Data Structures – How Exactly Is an Abstract Syntax Tree Created?

compilerdata structuresparsingtrees

I think I understand the goal of an AST, and I've built a couple of tree structures before, but never an AST. I'm mostly confused because the nodes are text and not number, so I can't think of a nice way to input a token/string as I'm parsing some code.

For example, when I looked at diagrams of AST's, the variable and its value were leaf nodes to an equal sign. This makes perfect sense to me, but how would I go about implementing this? I guess I can do it case by case, so that when I stumble upon an "=" I use that as a node, and add the value parsed before the "=" as the leaf. It just seems wrong, because I'd probably have to make cases for tons and tons of things, depending on the syntax.

And then I came upon another problem, how is the tree traversed? Do I go all the way down the height, and go back up a node when I hit the bottom, and do the same for it's neighbor?

I've seen tons of diagrams on ASTs, but I couldn't find a fairly simple example of one in code, which would probably help.

Best Answer

The short answer is that you use stacks.
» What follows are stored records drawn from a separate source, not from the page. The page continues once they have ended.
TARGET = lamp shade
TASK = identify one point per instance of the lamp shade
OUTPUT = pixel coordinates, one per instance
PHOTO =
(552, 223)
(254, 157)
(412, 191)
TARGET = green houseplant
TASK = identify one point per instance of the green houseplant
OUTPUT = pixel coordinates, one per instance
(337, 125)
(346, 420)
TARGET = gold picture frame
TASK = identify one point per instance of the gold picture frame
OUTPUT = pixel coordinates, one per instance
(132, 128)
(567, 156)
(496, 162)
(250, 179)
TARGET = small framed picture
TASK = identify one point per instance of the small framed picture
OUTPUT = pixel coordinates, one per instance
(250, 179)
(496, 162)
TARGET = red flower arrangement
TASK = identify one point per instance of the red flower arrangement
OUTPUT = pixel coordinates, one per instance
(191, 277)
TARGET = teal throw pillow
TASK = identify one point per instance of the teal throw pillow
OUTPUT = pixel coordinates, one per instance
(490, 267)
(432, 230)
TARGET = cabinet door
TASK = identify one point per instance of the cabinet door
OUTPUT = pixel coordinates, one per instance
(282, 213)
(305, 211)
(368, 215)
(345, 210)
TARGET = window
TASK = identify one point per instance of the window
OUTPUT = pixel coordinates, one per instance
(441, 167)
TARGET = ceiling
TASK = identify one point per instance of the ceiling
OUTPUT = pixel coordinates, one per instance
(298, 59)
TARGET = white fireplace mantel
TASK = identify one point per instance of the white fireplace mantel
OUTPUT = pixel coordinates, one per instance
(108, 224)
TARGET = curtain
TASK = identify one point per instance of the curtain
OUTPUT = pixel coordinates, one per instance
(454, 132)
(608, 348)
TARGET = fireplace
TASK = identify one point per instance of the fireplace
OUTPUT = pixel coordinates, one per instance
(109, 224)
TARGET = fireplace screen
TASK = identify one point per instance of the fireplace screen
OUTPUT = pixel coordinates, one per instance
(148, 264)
This is a good example, but I'll apply it to an AST.

FYI, this is Edsger Dijkstra's Shunting-Yard Algorithm.

In this case, I will use an operator stack and an expression stack. Since numbers are considered expressions in most languages, I'll use the expression stack to store them.

class ExprNode:
    char c
    ExprNode operand1
    ExprNode operand2

    ExprNode(char num):
        c = num
        operand1 = operand2 = nil

    Expr(char op, ExprNode e1, ExprNode e2):
        c = op
        operand1 = e1
        operand2 = e2

# Parser
ExprNode parse(string input):
    char c
    while (c = input.getNextChar()):
        if (c == '('):
            operatorStack.push(c)

        else if (c.isDigit()):
            exprStack.push(ExprNode(c))

        else if (c.isOperator()):
            while(operatorStack.top().precedence >= c.precedence):
                operator = operatorStack.pop()
                # Careful! The second operand was pushed last.
                e2 = exprStack.pop()
                e1 = exprStack.pop()
                exprStack.push(ExprNode(operator, e1, e2))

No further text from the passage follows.